Seks tidak bisa disamakan
dengan permasalahan jender. Konsep jender lahir karena adanya pembagian peran
antara laki-laki dengan perempuan. Perempuan menuntut kesetaraan hak dan kewajibannya
kepada laki-laki. Karena dasar itulah Indonesia ingin mencoba menerapkan hukum
yang jelas tentang konsep kesetaraan jender.
Pendek kata, permasalahan
tentang kesetaraan jender belum ada ada titik temunya. Dari konsep jender yang
sudah ada di Indonesia perlulah adanya sebuah undang-undang yang mengatur
tentang kesetaraan dan keadilan jender. Oleh karena itu, dalam artikel ini saya
akan membahas tentang rancangan undang-undang kesetaraan jender.
RUU KKG dan
budaya Indonesia
Budaya adalah hasil pikiran
dan kerja manusia yang dilembagakan dalam masyarakat baik secara formal maupun
kebiasaan yang diwariskan dari generasi ke generasi.[2] Budaya berubah dari waktu ke waktu dan/atau
dari zaman ke zaman. Sama halnya dengan
jender, jender dapat berbuah seiring bergulirnya zaman karena jender dibentuk
atas konsepsi manusia. Jender lahir
ketika para kaum perempuan merasa ditindas oleh laki-laki sekitar awal abad
20-an. Kaum perempuan tidak
diperbolehkan bekerja di ruang publik dan hanya diperbolehkan di ruang
domestik. Hal inilah yang membuat kaum perempuan memberontak sampai akhirnya
membuat sebuah komunitas perempuan.
Komunitas perempuan memiliki
para anggota yang merasa dirinya ditindas oleh kaum laki-laki dan ingin
menuntut kesetaraan. Kesetaraan yang
dimaksud adalah kesetaraan hak dan kewajiban antara laki-laki dengan perempuan. Mereka ingin mendapat pengakuan dari publik
bahwa perempuan tidak hanya dikhususkan bekerja di sektor domestik tetapi juga
bisa handal dalam sektor publik. Atas
dasar inilah kaum perempuan tadi menamai kelompoknya sebagai kelompok feminis.
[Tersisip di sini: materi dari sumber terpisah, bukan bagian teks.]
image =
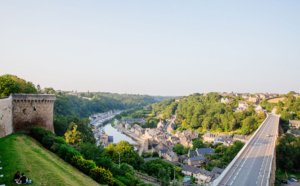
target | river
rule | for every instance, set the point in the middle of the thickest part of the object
(118, 136)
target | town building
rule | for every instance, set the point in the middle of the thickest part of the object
(171, 156)
(294, 124)
(243, 105)
(225, 100)
(132, 120)
(216, 172)
(105, 139)
(241, 138)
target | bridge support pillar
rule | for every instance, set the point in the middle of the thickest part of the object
(273, 170)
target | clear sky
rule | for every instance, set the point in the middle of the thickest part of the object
(153, 47)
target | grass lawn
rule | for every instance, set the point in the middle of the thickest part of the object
(112, 122)
(282, 175)
(126, 117)
(276, 100)
(20, 152)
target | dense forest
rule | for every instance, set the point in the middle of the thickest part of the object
(206, 112)
(289, 108)
(12, 84)
(70, 108)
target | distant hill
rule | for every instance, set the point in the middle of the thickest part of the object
(20, 152)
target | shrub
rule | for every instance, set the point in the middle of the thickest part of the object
(102, 176)
(55, 147)
(127, 168)
(104, 162)
(118, 183)
(70, 153)
(39, 133)
(48, 141)
(62, 151)
(60, 140)
(124, 180)
(115, 170)
(82, 164)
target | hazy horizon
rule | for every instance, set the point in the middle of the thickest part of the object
(170, 48)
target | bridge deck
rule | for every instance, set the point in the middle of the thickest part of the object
(253, 166)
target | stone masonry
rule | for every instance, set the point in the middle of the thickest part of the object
(6, 116)
(23, 111)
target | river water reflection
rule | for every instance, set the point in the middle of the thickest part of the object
(118, 136)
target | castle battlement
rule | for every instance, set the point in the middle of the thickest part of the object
(20, 112)
(34, 97)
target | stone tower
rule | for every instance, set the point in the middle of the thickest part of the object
(20, 112)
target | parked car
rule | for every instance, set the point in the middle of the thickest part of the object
(291, 179)
(283, 181)
(294, 179)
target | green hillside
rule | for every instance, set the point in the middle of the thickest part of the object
(20, 152)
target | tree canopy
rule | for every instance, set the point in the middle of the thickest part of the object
(10, 84)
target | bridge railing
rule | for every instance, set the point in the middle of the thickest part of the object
(219, 179)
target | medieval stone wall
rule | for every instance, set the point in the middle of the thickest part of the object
(6, 116)
(31, 110)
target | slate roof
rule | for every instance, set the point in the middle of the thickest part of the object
(171, 154)
(163, 150)
(147, 159)
(205, 172)
(195, 170)
(204, 151)
(217, 170)
(294, 122)
(193, 154)
(189, 168)
(110, 139)
(197, 158)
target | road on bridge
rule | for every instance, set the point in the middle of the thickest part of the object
(253, 166)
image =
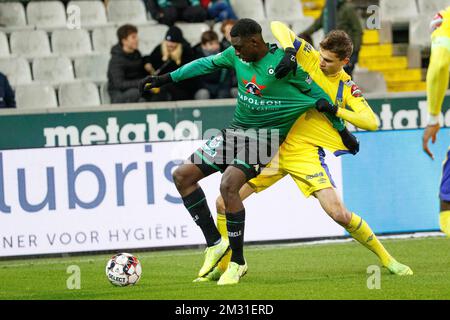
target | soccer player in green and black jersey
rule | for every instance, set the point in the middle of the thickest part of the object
(266, 109)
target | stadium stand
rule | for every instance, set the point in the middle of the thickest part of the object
(253, 9)
(150, 36)
(4, 46)
(53, 70)
(127, 11)
(71, 42)
(92, 67)
(104, 95)
(17, 70)
(192, 31)
(83, 54)
(92, 13)
(431, 7)
(47, 15)
(103, 38)
(12, 16)
(78, 94)
(26, 96)
(30, 43)
(398, 11)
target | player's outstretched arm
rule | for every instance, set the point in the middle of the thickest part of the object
(193, 69)
(360, 115)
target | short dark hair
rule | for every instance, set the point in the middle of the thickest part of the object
(124, 31)
(245, 28)
(338, 42)
(209, 36)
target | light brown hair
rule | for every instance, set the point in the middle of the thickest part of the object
(338, 42)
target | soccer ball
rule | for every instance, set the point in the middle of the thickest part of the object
(123, 269)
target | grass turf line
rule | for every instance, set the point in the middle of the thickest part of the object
(322, 271)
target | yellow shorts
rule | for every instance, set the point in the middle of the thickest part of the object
(303, 162)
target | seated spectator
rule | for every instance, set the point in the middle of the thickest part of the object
(169, 11)
(225, 29)
(126, 67)
(171, 54)
(7, 98)
(216, 85)
(219, 10)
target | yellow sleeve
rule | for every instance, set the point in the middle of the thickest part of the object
(360, 115)
(437, 78)
(307, 56)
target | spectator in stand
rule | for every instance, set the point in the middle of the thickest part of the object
(216, 85)
(225, 29)
(126, 67)
(219, 10)
(169, 11)
(7, 98)
(224, 44)
(171, 54)
(347, 20)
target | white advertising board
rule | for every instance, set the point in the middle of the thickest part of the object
(107, 197)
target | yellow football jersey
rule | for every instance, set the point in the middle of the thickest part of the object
(313, 127)
(440, 25)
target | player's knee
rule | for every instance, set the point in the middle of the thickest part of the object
(181, 177)
(340, 214)
(228, 188)
(220, 205)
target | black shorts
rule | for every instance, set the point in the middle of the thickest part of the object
(233, 148)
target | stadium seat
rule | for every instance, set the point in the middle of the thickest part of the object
(35, 96)
(317, 37)
(253, 9)
(216, 28)
(4, 46)
(150, 36)
(192, 31)
(53, 70)
(398, 11)
(30, 43)
(92, 67)
(71, 42)
(283, 10)
(78, 94)
(419, 31)
(17, 70)
(46, 14)
(12, 15)
(370, 81)
(93, 13)
(301, 25)
(127, 11)
(103, 39)
(104, 94)
(431, 7)
(267, 32)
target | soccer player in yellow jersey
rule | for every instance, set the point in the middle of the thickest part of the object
(302, 154)
(437, 84)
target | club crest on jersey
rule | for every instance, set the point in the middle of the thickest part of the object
(308, 79)
(252, 87)
(354, 89)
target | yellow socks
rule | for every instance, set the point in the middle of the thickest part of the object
(362, 233)
(222, 227)
(444, 222)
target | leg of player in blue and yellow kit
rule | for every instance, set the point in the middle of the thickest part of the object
(437, 84)
(307, 162)
(444, 195)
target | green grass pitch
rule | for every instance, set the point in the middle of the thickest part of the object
(316, 271)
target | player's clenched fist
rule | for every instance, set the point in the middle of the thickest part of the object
(322, 105)
(287, 64)
(150, 82)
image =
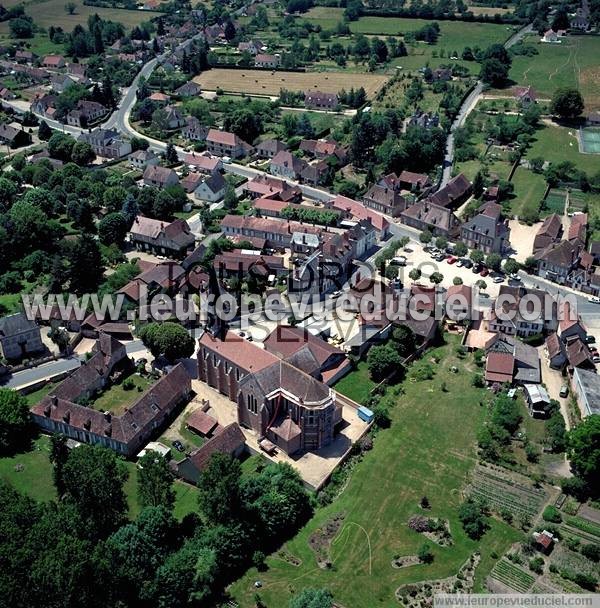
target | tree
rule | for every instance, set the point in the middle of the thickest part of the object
(112, 229)
(460, 249)
(493, 261)
(59, 453)
(584, 452)
(93, 478)
(424, 554)
(155, 481)
(477, 256)
(425, 237)
(494, 72)
(82, 154)
(472, 518)
(404, 340)
(168, 339)
(44, 131)
(219, 489)
(85, 260)
(312, 598)
(511, 266)
(382, 361)
(171, 154)
(14, 420)
(567, 103)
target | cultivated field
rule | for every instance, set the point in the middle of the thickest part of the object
(52, 12)
(429, 450)
(572, 63)
(257, 82)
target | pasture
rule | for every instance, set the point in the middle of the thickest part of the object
(429, 450)
(266, 82)
(52, 12)
(572, 63)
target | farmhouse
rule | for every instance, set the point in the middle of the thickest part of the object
(19, 337)
(223, 143)
(60, 412)
(487, 231)
(174, 239)
(316, 100)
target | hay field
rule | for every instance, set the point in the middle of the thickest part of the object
(263, 82)
(52, 12)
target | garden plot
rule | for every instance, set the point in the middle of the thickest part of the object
(504, 490)
(512, 576)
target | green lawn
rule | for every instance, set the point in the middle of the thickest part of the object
(529, 191)
(429, 450)
(572, 63)
(557, 144)
(31, 472)
(357, 384)
(116, 398)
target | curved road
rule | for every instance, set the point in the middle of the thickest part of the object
(467, 107)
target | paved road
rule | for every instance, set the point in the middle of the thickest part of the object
(467, 107)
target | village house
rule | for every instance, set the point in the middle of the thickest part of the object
(55, 62)
(285, 164)
(13, 137)
(140, 159)
(548, 233)
(86, 112)
(223, 143)
(107, 143)
(159, 177)
(385, 200)
(317, 100)
(203, 163)
(194, 130)
(127, 433)
(19, 337)
(425, 215)
(61, 82)
(211, 189)
(263, 60)
(161, 238)
(556, 261)
(276, 400)
(487, 231)
(456, 192)
(189, 89)
(511, 301)
(269, 148)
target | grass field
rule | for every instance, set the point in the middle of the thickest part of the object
(266, 82)
(52, 12)
(429, 450)
(529, 191)
(573, 63)
(116, 398)
(557, 144)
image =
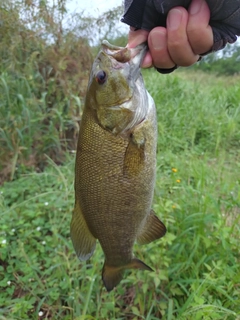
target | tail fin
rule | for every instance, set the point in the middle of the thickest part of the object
(111, 276)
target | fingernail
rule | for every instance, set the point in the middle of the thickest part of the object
(174, 19)
(157, 40)
(195, 6)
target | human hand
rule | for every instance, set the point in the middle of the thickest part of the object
(186, 36)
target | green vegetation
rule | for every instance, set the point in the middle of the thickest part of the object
(43, 78)
(197, 196)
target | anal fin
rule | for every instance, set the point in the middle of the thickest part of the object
(153, 229)
(83, 241)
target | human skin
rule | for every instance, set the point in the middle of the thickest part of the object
(187, 35)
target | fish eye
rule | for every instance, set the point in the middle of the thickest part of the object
(101, 77)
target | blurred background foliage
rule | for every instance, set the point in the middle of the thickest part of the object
(45, 57)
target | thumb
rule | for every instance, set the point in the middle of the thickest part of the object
(136, 37)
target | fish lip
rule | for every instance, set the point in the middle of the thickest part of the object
(133, 56)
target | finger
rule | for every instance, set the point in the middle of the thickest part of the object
(157, 42)
(136, 37)
(179, 47)
(199, 32)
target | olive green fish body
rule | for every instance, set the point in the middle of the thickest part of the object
(115, 167)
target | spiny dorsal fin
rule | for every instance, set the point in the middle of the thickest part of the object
(83, 241)
(152, 230)
(111, 276)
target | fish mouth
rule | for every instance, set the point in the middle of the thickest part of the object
(133, 56)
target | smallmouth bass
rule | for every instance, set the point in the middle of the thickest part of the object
(115, 164)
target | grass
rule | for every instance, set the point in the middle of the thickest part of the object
(197, 196)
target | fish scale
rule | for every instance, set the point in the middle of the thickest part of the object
(115, 164)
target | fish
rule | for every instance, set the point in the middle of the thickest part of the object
(115, 165)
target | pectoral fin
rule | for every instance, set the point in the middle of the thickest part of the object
(83, 241)
(134, 159)
(152, 230)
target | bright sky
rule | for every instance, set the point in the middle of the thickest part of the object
(93, 7)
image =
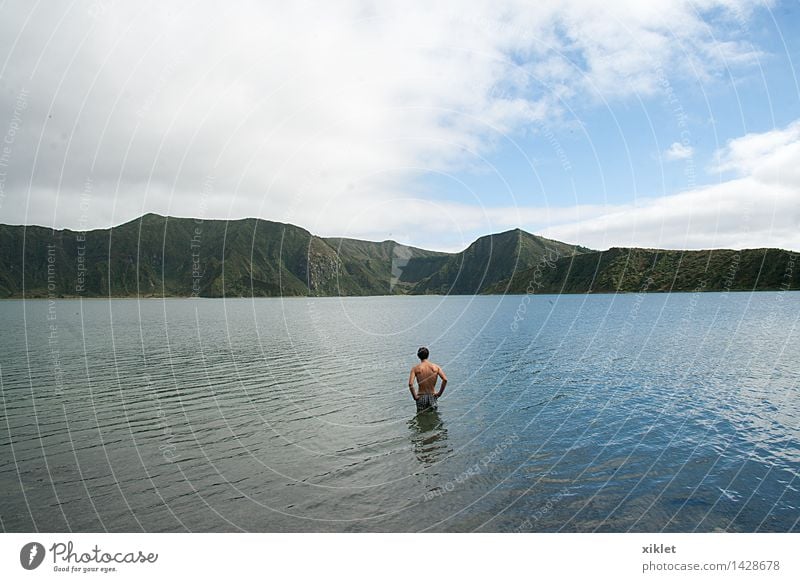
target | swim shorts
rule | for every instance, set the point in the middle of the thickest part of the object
(426, 402)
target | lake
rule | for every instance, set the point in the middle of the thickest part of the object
(571, 413)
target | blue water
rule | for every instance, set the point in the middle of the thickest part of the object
(658, 412)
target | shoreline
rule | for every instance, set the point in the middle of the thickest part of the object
(282, 297)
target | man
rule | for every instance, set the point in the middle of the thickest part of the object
(426, 374)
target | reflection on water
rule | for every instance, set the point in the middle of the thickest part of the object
(675, 412)
(429, 437)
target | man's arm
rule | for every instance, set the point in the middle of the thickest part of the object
(444, 382)
(411, 384)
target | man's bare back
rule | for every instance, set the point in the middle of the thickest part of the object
(426, 373)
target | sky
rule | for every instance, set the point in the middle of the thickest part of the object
(600, 123)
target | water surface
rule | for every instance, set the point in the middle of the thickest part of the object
(659, 412)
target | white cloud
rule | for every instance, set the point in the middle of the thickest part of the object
(760, 207)
(679, 151)
(313, 113)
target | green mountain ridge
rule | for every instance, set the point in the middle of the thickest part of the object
(158, 256)
(634, 270)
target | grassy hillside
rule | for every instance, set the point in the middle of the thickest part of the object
(491, 260)
(159, 256)
(635, 270)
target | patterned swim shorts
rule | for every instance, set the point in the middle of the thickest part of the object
(426, 402)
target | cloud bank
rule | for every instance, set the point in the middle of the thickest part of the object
(326, 114)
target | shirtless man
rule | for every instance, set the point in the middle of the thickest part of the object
(426, 374)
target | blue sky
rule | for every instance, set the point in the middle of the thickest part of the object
(609, 123)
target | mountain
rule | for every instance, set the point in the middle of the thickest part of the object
(160, 256)
(638, 270)
(490, 260)
(155, 256)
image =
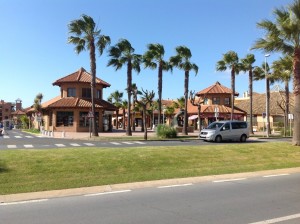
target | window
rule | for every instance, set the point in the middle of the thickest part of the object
(64, 118)
(71, 92)
(216, 100)
(99, 95)
(86, 93)
(227, 101)
(84, 120)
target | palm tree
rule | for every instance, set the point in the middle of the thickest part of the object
(282, 70)
(86, 34)
(146, 99)
(123, 54)
(154, 58)
(182, 61)
(283, 36)
(230, 61)
(116, 99)
(247, 65)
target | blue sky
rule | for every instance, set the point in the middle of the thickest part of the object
(34, 49)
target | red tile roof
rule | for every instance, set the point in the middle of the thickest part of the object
(74, 102)
(217, 88)
(80, 76)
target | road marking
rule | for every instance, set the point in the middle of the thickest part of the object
(128, 143)
(141, 143)
(60, 145)
(11, 146)
(228, 180)
(24, 202)
(89, 144)
(280, 219)
(104, 193)
(175, 185)
(277, 175)
(28, 146)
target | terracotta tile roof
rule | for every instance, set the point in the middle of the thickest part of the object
(80, 76)
(74, 102)
(217, 88)
(259, 103)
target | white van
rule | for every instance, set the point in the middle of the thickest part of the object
(225, 130)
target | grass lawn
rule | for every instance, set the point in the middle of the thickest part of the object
(39, 170)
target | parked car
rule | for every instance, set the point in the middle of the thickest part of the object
(225, 130)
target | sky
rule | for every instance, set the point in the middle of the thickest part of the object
(34, 51)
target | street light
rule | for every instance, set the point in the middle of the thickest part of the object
(267, 96)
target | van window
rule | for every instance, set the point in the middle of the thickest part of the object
(238, 125)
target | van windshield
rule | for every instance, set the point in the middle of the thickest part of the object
(215, 125)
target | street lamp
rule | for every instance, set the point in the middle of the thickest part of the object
(267, 95)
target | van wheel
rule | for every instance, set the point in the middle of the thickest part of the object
(218, 139)
(243, 138)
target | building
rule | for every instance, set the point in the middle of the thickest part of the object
(70, 111)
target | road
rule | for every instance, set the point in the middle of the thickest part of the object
(15, 139)
(274, 198)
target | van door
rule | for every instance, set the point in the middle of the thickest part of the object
(225, 131)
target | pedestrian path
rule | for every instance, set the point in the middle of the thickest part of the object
(73, 144)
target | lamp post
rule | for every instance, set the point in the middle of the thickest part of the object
(267, 96)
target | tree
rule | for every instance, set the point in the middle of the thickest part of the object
(247, 65)
(182, 61)
(283, 36)
(116, 99)
(86, 34)
(154, 58)
(146, 99)
(282, 71)
(230, 61)
(123, 54)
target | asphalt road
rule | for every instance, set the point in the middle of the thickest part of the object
(15, 139)
(263, 199)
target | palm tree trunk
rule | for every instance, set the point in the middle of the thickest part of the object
(251, 99)
(93, 84)
(186, 90)
(159, 92)
(296, 68)
(129, 84)
(233, 92)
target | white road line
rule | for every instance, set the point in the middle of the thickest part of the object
(11, 146)
(60, 145)
(280, 219)
(228, 180)
(128, 143)
(23, 202)
(104, 193)
(141, 143)
(277, 175)
(175, 185)
(28, 146)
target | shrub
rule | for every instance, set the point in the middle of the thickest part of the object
(166, 131)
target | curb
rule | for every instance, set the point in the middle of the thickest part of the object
(136, 185)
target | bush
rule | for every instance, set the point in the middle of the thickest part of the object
(165, 131)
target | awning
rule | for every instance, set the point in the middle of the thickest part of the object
(193, 117)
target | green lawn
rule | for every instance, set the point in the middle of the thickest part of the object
(39, 170)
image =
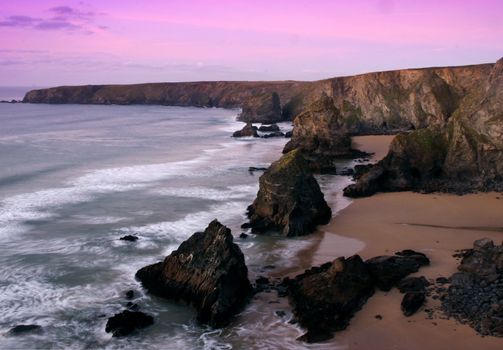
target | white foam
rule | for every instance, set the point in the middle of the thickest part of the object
(227, 193)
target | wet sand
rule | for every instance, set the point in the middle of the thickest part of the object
(436, 224)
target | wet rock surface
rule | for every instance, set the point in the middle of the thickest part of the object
(289, 199)
(248, 131)
(207, 271)
(127, 322)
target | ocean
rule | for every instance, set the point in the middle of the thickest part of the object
(75, 178)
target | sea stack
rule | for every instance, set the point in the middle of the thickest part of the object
(289, 199)
(207, 271)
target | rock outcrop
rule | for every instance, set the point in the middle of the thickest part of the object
(289, 199)
(207, 271)
(386, 271)
(325, 298)
(475, 295)
(127, 322)
(320, 134)
(247, 131)
(464, 155)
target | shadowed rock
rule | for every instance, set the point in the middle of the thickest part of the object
(127, 322)
(386, 271)
(289, 199)
(248, 131)
(325, 298)
(207, 271)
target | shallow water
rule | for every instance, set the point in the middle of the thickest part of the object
(75, 178)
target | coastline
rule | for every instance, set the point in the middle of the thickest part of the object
(435, 224)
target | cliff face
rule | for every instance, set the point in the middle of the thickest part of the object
(369, 103)
(464, 154)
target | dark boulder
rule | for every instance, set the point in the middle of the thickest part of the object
(289, 199)
(248, 131)
(127, 322)
(412, 302)
(320, 134)
(23, 329)
(325, 298)
(485, 260)
(207, 271)
(475, 294)
(386, 271)
(268, 128)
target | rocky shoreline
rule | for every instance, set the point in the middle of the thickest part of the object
(452, 118)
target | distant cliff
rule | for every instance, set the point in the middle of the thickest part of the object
(369, 103)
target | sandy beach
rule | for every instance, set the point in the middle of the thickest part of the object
(435, 224)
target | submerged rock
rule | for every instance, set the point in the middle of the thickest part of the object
(325, 298)
(289, 199)
(207, 271)
(248, 131)
(23, 329)
(273, 134)
(268, 128)
(127, 322)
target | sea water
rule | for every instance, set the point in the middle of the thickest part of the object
(76, 178)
Kelompok-kelompok feminis inilah yang nantinya memperjuangkan hak asasi
perempuan atas kesetaraan jender dan membuka pikiran setiap orang bahwa
perempuan tidak hanya ditempatkan di sektor domestik tetapi bisa juga di sektor
publik.
Rancangan Undang-Undang
Kesetaraan dan Keadilan Gender (RUU KKG) sebagian besar banyak tidak sesuai
dengan budaya bangsa Indonesia yang bermayoritas penduduk beragama Muslim. Seperti yang tertera pada isi dari RUU KKG
pasal 12a memuat “dalam perkawinan, setiap orang berhak memasuki jenjang perkawinan
dan memilih suami atau isteri secara bebas”.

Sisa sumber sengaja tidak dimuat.